The road was lined with lumber yards and spare parts warehouses. We reached a cross street that seemed a little more prosperous. Off to the right were two-story brick buildings, so I told Ernie to turn right. When we slowed I saw we’d reached 3-ku and the numbers were rising rapidly. Across the street I spotted it: a clean, three-story brick building with a placard that said SAM-IL PEIKHUA SAMUSIL. Literally, March First Hundred Products Office. In Korea, March first was like the Fourth of July in America. It was the day in 1919 when the entire country spontaneously arose in opposition to the Japanese cccupation of their country. Not that it did them much good. The world ignored their uprising and hundreds of protesters, including all the movement’s leaders, were summarily executed. Beneath the hangul sign smaller English letters said SAM-IL CLAIMS OFFICE. This was common practice with Korean businesses. Their

Korean name was often different, sometimes radically different, than their English name.

“That’s it,” I told Ernie. “Pull over where you can.”

Ernie waited until the traffic slowed and then hung a U and pulled over right in front of the building in an area reserved for buses.

“We’ll get a ticket if we park here,” I said.

“Police business,” Ernie replied as he looped a chain welded to the metal floorboard around the steering wheel and snapped it shut with a padlock. As we climbed out of the jeep, people waiting for the next bus stared at us dully.

Ernie straightened his jacket. “What is this place again?”

“I told you. Of all the claim packets submitted to 8th Army, both the ones accepted and the ones rejected, this office submitted the most. About half, maybe more.”

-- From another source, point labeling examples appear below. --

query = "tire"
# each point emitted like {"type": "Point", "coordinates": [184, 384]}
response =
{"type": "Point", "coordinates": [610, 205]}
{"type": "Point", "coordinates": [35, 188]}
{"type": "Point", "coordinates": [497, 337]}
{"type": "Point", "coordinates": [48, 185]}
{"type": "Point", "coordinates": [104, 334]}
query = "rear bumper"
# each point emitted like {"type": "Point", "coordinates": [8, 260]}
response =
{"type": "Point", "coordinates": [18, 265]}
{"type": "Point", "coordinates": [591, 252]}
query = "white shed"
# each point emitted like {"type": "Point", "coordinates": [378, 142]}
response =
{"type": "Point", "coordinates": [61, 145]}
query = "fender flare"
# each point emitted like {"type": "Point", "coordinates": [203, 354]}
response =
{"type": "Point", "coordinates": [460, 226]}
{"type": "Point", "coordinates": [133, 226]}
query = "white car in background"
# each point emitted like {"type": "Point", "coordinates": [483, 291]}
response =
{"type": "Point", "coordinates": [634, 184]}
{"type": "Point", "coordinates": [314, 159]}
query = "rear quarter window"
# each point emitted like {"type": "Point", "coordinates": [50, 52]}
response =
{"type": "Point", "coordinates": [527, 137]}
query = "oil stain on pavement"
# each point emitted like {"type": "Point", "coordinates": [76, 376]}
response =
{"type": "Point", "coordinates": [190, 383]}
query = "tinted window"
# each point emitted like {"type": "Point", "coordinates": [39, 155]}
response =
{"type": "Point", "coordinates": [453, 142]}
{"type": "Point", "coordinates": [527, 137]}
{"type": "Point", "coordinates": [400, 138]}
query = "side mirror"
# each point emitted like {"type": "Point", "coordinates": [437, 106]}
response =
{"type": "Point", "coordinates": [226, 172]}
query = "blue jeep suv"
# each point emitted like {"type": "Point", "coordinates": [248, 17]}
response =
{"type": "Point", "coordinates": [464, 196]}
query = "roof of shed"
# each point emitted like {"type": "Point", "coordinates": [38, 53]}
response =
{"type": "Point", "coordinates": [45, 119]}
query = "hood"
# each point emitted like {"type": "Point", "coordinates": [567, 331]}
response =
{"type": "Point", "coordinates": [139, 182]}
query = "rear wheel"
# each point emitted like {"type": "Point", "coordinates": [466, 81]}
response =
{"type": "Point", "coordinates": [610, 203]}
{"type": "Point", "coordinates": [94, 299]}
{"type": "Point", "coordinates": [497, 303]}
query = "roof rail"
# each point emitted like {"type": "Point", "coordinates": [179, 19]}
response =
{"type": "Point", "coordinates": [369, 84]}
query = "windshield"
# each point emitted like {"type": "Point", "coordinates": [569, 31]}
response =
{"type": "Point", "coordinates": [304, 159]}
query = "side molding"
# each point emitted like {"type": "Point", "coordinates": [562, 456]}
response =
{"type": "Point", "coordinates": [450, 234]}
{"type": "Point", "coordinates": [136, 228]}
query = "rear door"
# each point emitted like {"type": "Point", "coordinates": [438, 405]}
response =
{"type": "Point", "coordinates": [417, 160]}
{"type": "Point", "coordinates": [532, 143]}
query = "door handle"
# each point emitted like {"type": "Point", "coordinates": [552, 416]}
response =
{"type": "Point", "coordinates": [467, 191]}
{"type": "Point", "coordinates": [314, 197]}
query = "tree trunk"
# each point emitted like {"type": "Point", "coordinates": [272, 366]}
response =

“They’re mining the US Treasury.”

“Yes, but instead of a pickax and a shovel, they’re using an Eighth Army Claims Form.”

We pushed through the double doors of the building. The foyer was clean, with polished tiles, light brown walls, and another one of those narrow elevators. I read the sign for the various offices. The one we were looking for, Sam-Il Claims, was on the third floor. We decided to take the stairs.

Behind a sliding glass door sat a receptionist. Petite and young, she was a Korean woman with a doll-like face. She stared up at us, surprised. I pulled my notebook out and read off a name I’d written down, the name that had signed most of the 8th Army Claims Forms as the legal representative of the claimant.

“Pak Hyong-ku,” I said. “Uri halmal issoyo.” We have business with him.

Ernie pulled out his badge and shoved it in front of her face. The leather foldout was almost as broad as her forehead. The young woman blanched. A pink handkerchief appeared in her hand, and then she stood, holding the handkerchief to her mouth and, without a word, scurried away on clattering high heels. Ernie watched her tight skirt until she was out of sight.